TL;DR: While Congress sits on its hands, state legislatures have introduced over 300 AI bills in the first six weeks of 2026. The focus: chatbot safety for kids, surveillance pricing bans, and algorithmic discrimination protections. Colorado's AI Act kicks in June 30. Washington might ban personalized pricing. Oregon just passed a chatbot safety bill 26-1 in the Senate. The Trump administration is threatening to sue states that regulate "too aggressively." States aren't backing down: 36 attorneys general sent a joint letter telling the feds to stay out of their lane.

The Scale of What's Happening

Six weeks into 2026 and state legislators have already introduced over 300 AI-related bills. That's not a typo. Three hundred bills across nearly every state, with more coming weekly.

Why? Because Congress hasn't passed a single comprehensive AI law. The EU has the AI Act. China has AI regulations. The United States has... executive orders and voluntary commitments.

So states are doing it themselves. And the bills actually have teeth.

The Chatbot Safety Wave

At least 51 bills in 2026 specifically target AI chatbots, particularly their interactions with minors.
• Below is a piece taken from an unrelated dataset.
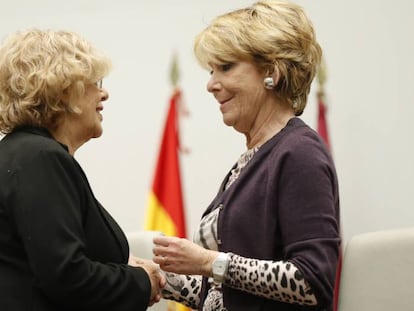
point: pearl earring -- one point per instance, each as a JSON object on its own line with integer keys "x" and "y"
{"x": 268, "y": 82}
After the Sewell Setzer case in 2024, where a 14-year-old died after an intense relationship with a Character.AI chatbot, legislators stopped waiting for tech companies to self-regulate.

Washington's HB 2225 and SB 5984

Governor Bob Ferguson backed these companion bills with specific requirements:

  • Chatbots must remind users they're talking to AI every three hours
  • Explicit content banned for minors
  • Mandatory suicidal ideation detection and crisis protocols
  • Ban on "emotionally manipulative engagement techniques": things like excessive praise or simulated emotional distress to keep users hooked

SB 5984 already passed the full Senate. Its companion bill is on second reading in the House.

Oregon's SB 1546

Oregon's chatbot bill passed the Senate 26-1 on February 19. It requires:

  • Clear disclosure that users are interacting with AI
  • Human support connections during mental health crises
  • Age-appropriate design for minors
  • Warnings that platforms may not be suitable for children
  • Prohibition on promoting sexually explicit content to minors

A 26-1 vote in a divided legislature tells you something: this isn't partisan. Parents across the political spectrum don't want AI chatbots grooming their kids.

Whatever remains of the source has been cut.